How to simplify 1-2*sqrt(x)*sin(sqrt(x))*cos(sqrt(x))?

None.

## The Attempt at a Solution

I know the identity that sin(2x)=2sin(x)cos(x).

Related Calculus and Beyond Homework Help News on Phys.org
Mark44
Mentor

## Homework Statement

How to simplify 1-2*sqrt(x)*sin(sqrt(x))*cos(sqrt(x))?

None.

## The Attempt at a Solution

I know the identity that sin(2x)=2sin(x)cos(x).
Or sin(2A) = 2sin(A)cos(A).
Let A = ##\sqrt{x}##. Can you do something with that?

So it's 1-Asin(2A)?

Ray Vickson
Homework Helper
Dearly Missed
So it's 1-Asin(2A)?
You tell us.

1-Asin(2A).

Mark44
Mentor
1-Asin(2A).
But what is A? There is no A in the original problem.

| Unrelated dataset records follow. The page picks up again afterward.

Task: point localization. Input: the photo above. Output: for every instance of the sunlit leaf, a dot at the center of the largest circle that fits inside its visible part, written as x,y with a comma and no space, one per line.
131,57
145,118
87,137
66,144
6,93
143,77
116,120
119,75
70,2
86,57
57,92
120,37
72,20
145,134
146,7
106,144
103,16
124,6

You said to let A=sqrt(x). See what you posted above.

Mark44
Mentor
You said to let A=sqrt(x). See what you posted above.
Right. So now replace A by ##\sqrt{x}##.

So 1-sqrt(x)*sin(2*sqrt(x)).

Mark44
Mentor
So 1-sqrt(x)*sin(2*sqrt(x)).
It's easy enough to check whether this is equal to what you started with.

LOL, never mind. I found my mistake in the problem. Thanks for the help.